Infanzie medievali.
La concezione del fanciullo nell’Età di Mezzo
di Claudia Babudri
Nella letteratura dottrinale medievale le varie fasi della vita umana non sono concepite come un flusso evolutivo continuo ma come capitoli distinti dell’esistenza. Al chiudersi di uno, se ne apre un altro completamente svincolato e differente dal primo. “Venendo una età, una altra muore” affermava a questo proposito sant’Agostino.
Il tempo dell’imperfezione, a metà strada tra Inferno e Paradiso, era quello dell’infanzia. Alla stregua di calvi, magri, obesi e delle donne, i bambini non vengono ammessi nella Città di Dio di Agostino in quanto tributava ai fanciulli solo vizi, capricci e peccati. Più dei maschietti erano penalizzate le bambine: viste come “fanciulli mancati”, erano considerate “maschi menomati”. Ovviamente non tutti la pensavano così: Beda e i santi Colombano e Benedetto esaltavano la mitezza e l’innocenza tipiche della fanciullezza.
La colpevolezza morale dei bambini poteva essere corretta dai genitori solo seguendo il sentiero cristiano e con severa metodologia, basandosi sui dettami delle Sacre Scritture. Il Libro di Siracide, contenuto nella Bibbia, invitava i genitori a “usare spesso la sferza” perché, in sua assenza, “un cavallo senza freno diventa ostinato, un figlio troppo libero diventa testardo”. Anche San Paolo e Gregorio Magno erano dello stesso parere a patto che la correzione della prole non scadesse nella violenza più efferata.
In generale, chiunque cresceva al di fuori dell’educazione cristiana rappresentava un abominio, una mostruosità.

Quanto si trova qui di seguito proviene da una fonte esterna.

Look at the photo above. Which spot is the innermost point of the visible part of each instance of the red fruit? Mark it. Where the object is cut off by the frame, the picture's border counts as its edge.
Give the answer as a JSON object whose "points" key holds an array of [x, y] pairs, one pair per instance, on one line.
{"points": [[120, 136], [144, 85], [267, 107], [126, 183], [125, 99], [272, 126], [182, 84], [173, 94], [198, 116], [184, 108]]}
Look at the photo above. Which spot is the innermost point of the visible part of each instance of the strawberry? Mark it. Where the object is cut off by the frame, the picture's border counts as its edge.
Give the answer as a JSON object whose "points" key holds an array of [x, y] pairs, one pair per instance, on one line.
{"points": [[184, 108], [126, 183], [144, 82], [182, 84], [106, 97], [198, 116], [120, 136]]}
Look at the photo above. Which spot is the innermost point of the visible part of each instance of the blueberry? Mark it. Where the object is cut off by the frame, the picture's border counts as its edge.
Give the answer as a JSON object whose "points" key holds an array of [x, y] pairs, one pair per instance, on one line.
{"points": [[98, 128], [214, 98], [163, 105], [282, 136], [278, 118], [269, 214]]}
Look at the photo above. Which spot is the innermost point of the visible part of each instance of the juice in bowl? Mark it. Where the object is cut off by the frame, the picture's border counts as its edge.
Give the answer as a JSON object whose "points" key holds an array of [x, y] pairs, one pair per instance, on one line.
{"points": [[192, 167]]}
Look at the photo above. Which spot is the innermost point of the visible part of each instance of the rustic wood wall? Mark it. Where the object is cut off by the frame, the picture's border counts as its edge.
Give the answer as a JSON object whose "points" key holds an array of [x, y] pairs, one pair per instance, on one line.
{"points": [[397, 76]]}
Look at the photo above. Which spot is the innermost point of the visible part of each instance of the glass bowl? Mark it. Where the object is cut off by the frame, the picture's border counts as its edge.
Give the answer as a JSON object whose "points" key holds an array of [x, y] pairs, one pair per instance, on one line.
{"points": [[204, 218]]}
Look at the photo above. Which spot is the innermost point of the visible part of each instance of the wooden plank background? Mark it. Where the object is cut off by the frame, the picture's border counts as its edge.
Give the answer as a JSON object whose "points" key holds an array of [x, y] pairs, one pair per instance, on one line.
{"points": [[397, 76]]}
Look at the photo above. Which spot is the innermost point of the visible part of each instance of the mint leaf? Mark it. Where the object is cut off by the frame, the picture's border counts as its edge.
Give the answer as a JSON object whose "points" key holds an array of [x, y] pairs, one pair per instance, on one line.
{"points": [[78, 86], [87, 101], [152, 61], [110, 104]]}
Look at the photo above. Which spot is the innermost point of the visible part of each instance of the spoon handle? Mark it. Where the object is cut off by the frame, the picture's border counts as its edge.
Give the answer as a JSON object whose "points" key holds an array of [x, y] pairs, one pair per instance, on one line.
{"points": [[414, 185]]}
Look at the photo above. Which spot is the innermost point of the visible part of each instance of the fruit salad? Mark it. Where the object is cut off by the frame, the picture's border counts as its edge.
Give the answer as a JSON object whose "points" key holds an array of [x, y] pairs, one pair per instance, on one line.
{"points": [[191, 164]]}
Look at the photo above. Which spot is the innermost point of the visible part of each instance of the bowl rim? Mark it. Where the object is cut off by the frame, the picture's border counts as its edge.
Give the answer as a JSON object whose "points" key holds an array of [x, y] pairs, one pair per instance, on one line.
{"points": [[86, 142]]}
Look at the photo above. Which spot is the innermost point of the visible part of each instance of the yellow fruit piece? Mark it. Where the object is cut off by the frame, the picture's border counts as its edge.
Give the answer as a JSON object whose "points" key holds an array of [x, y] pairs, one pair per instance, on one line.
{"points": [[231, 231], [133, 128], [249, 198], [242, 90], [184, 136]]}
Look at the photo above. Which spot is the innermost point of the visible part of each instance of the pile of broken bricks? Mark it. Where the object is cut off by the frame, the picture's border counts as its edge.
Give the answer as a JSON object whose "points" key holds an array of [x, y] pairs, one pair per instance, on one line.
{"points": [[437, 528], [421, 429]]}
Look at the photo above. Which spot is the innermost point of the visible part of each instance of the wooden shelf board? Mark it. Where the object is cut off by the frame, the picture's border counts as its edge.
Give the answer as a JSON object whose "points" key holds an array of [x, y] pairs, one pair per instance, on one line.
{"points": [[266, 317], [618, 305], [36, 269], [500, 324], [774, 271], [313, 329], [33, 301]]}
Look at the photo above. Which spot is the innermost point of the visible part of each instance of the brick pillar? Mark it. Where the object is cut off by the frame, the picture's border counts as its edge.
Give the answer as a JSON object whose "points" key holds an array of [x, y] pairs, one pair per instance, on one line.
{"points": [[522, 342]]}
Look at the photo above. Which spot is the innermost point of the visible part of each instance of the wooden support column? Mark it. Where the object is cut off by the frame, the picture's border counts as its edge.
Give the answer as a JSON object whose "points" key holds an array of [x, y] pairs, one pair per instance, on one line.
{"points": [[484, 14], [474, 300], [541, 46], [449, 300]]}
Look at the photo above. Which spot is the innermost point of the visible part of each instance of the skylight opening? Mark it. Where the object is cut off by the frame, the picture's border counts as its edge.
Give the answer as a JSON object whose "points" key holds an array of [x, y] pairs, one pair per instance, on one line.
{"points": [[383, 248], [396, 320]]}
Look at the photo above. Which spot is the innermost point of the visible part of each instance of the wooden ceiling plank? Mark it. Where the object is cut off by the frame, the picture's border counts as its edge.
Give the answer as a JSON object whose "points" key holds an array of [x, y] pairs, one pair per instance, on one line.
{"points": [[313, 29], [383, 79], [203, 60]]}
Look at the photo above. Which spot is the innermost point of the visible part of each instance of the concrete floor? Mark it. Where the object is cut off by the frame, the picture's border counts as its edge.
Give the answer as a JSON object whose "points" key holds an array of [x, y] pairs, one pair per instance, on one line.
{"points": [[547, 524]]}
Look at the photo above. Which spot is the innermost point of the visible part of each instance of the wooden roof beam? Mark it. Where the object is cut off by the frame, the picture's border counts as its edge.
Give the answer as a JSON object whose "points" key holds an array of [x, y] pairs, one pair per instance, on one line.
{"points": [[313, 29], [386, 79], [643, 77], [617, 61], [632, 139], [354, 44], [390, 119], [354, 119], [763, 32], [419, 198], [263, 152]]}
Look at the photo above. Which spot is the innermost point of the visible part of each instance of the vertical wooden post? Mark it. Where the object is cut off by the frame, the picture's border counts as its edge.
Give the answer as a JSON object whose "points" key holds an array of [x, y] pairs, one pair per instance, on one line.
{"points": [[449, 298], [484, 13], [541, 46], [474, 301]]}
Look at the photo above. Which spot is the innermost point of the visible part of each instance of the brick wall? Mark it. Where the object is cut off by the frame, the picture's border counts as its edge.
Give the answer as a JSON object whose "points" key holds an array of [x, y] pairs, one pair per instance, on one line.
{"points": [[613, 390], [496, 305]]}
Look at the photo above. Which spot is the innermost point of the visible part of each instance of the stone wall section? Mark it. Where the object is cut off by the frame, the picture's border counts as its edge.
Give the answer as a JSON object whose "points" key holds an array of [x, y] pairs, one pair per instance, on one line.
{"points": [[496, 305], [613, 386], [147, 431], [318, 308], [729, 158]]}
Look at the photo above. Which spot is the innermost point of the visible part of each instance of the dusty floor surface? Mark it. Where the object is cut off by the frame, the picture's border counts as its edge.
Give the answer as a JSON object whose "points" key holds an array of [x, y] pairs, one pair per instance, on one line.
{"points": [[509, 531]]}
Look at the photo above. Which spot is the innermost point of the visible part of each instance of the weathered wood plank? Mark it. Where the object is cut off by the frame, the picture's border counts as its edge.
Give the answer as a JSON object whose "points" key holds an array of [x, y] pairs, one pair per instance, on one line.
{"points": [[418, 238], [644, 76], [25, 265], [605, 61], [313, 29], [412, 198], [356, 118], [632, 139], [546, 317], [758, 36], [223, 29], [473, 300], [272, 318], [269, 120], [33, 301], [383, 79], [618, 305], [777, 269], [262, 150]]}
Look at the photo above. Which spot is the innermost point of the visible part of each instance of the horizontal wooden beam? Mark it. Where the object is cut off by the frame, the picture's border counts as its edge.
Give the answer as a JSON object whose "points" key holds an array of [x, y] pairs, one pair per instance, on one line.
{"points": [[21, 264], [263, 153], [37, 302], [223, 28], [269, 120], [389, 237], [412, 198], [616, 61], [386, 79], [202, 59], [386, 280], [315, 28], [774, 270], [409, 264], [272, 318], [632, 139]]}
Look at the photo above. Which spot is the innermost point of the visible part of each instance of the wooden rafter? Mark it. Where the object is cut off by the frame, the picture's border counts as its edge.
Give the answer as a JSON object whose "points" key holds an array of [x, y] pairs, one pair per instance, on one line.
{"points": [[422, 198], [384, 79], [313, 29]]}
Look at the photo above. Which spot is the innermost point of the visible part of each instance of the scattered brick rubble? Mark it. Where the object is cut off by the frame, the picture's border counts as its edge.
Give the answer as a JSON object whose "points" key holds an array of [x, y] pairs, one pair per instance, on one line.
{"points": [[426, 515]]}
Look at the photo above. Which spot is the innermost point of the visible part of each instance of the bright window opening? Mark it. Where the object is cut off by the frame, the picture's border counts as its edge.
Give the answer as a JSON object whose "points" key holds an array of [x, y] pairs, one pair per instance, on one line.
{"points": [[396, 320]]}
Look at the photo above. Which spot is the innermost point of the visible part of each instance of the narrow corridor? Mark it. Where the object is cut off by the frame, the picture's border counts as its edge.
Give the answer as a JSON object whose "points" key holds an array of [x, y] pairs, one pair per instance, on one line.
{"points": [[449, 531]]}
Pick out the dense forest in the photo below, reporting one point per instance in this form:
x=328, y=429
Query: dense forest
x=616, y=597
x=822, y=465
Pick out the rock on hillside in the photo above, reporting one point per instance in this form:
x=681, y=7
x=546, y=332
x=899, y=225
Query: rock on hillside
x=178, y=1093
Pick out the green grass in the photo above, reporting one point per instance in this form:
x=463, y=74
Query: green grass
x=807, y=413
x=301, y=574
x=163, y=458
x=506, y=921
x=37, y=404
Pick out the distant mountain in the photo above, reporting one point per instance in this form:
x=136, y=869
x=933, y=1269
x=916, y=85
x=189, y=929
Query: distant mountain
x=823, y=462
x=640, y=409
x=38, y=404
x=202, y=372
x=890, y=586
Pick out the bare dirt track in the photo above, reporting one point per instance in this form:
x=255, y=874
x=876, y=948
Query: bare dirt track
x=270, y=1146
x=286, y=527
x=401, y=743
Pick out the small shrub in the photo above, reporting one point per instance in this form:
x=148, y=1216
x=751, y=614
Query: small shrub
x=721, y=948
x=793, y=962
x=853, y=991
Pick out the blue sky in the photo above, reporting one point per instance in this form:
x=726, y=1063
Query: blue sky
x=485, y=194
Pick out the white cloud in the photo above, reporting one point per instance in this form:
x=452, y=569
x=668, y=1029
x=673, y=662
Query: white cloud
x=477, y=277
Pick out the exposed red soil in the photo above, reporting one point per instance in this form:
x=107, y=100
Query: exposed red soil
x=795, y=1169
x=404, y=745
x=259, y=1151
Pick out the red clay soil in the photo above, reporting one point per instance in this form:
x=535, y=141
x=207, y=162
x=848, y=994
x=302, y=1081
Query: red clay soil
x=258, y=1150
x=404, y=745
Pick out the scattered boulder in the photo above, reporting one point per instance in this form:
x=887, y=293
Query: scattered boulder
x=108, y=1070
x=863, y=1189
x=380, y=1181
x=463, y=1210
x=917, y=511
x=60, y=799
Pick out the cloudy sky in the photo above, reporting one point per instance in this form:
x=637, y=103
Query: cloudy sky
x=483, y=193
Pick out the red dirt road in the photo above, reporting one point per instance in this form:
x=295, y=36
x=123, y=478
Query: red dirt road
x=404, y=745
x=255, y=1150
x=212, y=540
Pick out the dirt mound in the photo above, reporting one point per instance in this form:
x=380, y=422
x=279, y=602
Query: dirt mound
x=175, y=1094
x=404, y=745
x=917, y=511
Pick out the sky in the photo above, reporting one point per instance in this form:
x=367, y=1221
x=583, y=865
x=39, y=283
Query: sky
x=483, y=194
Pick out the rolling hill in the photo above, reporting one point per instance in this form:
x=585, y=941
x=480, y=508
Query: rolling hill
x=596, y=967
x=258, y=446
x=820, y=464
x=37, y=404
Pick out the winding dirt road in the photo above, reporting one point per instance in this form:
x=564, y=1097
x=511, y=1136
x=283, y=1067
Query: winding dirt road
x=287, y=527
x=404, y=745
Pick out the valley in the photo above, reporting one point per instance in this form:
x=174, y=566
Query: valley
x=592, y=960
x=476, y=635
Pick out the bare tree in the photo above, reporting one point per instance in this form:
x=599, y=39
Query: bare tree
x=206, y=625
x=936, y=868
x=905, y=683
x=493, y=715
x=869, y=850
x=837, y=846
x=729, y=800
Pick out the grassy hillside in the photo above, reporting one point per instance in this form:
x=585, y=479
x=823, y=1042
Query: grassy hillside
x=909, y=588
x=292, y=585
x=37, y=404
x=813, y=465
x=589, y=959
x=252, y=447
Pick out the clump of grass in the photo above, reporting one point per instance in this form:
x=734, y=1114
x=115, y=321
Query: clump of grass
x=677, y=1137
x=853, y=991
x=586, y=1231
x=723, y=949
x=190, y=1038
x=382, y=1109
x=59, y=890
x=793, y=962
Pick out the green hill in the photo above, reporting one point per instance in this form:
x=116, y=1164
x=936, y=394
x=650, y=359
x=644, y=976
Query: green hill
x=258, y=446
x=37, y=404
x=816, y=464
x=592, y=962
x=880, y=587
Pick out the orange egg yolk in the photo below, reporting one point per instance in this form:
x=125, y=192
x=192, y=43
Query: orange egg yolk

La repulsione verso i fanciulli fatali, bimbi mostruosi concepiti al di fuori della grazia divina, era così viva nel Medioevo da essere esorcizzata attraverso l’arte e la letteratura. Tra i pueri monstra rientravano anche i bambini in grado di parlare prematuramente. Sospettati di essere changelin, figli del demonio, erano mal visti dall’opinione pubblica. Verso la fine del XIII secolo, Jacopo da Voragine nella Leggenda aurea descrisse il caso di una bambina nata senza occhi, una delle tante creature mostruose che animavano l’immaginario medievale. Tra questi l’uomo mastino concepito da una vergine e un cinocefalo, metà uomo e metà canide. I bambini nati da questa unione erano selvaggi al pari di coloro che, abbandonati in natura, venivano cresciuti e allattati dalle bestie. È il caso dell’homo ferus, colui che regrediva crescendo lontano dalla civiltà. Esemplare è il caso del Perceval narrato da Chrétien de Troyes. Perceval cresce in natura, allevato dalla madre, lontano dalla corte e dai suoi pericoli. Il giovane, fisicamente forte, crebbe mentalmente tardo. Per questo motivo, la società in cui cercò di rintrodursi da adulto, lo considerò sempre un selvaggio nonostante le imprese eroiche compiute.
In generale, una rivalutazione dell’infanzia si inquadra tra il XIII e il XIV secolo, parallelamente all’enfatizzazione della fanciullezza di Cristo e di Maria. Questo processo, durante l’Umanesimo e il Rinascimento, verrà incentivato attraverso il maggior l’interesse verso questa particolare stagione della vita.